“Adamın Olsa Kolayca Hallederdin”
Pendik’ten bir emekçi

Sosyal yardımlar iktidarın en fazla övündüğü icraatlarından biri. Ben de bunlardan biri olan “evde bakım maaşı” için başvurmak istedim. Anneme engelli raporu almak için başvuru yaptım. Annemin alzheimer dâhil birçok hastalığı var ve hiçbir şeyi kendi başına yapamıyor. Evde tek kalamadığı için ona ben bakıyorum ve bu nedenle üç yıldır çalışamıyorum.

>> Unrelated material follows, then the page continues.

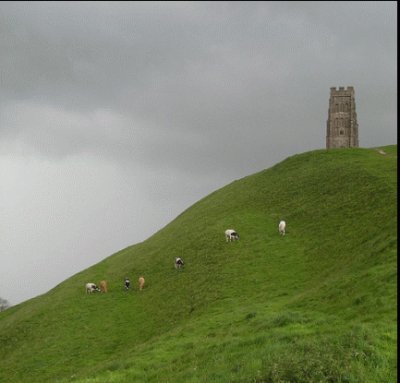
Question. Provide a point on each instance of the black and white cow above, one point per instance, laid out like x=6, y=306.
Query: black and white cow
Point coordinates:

Rapor maceramız beş ay önce başladı. Önce en yakın hastanenin sağlık kurulundan randevu almak için dört ay uğraştık. Evet, “artık hastanelerde kimse sıra beklemiyor” denilen ülkede biz sadece randevu alabilmek için dört ay uğraştık. Kuruldaki evrak işlemleri sırasında işe girmek için rapora ihtiyacı olan bir kadın geldi ancak randevusuz olduğu için rapor alamadı. Kadın “Beni hemen rapor veriyorlar diye gönderdiler, siz randevu diyorsunuz, ben yarın işe gideceğim” dedi. Ben de dört ay randevu beklediğimi söyledim o arada. İşlemi yapan görevli “bakın beyefendi kaç ay beklemiş, randevusuz olmaz bu işler” diyerek uzun beklemelerin onlar için doğal olduğunu itiraf etmiş oldu.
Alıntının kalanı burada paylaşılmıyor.